The system, called an AllSun Tracker, is a series of ground-mounted solar panels that track the sun and convert its light into electricity.

“It’s different from the stationary system, in that it follows the sun,” said Will Kessler of ReVision Energy in Portland, the project’s assistant designer.

The tracker uses a motor and a global positioning system to turn the solar panels from east to west and up and down to follow the sun’s elevation.

The solar power will replace the oil-powered hot-water heater and back up the wood stove heat in the house, Knightly said. He has a vegetable-oil-fueled Mercedes and is working on a 1974 Volkswagen Beetle that will run on electricity.

With the uncertainty of oil prices in the future and the desire to be green, the couple decided to invest in the unit.

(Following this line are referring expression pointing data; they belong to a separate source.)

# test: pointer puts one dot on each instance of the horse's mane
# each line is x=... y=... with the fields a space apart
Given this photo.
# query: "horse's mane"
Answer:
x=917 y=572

“We’re trying to be environmentally responsible,” said Knightly, a Spanish teacher at Oxford Hills Comprehensive High School. He operates a strawberry picking business with his wife and children, Liz and Benji, during the summer.

Kessler said the system is made by a company in Vermont that partnered with ReVision Energy to bring it to homes in Maine and eastern New Hampshire.

It is 20 feet wide and 22 feet tall, and its 20 panels each have a 240-watt capacity. It provides 40 percent to 50 percent more power than a stationary panel mounted on a rooftop, Kessler said.

The Knightlys can expect 40 to 50 years of use from the system.

The units cost about $35,000 and with the state and federal assistance, the Knightlys say they expect to pay for it in 10 to 12 years.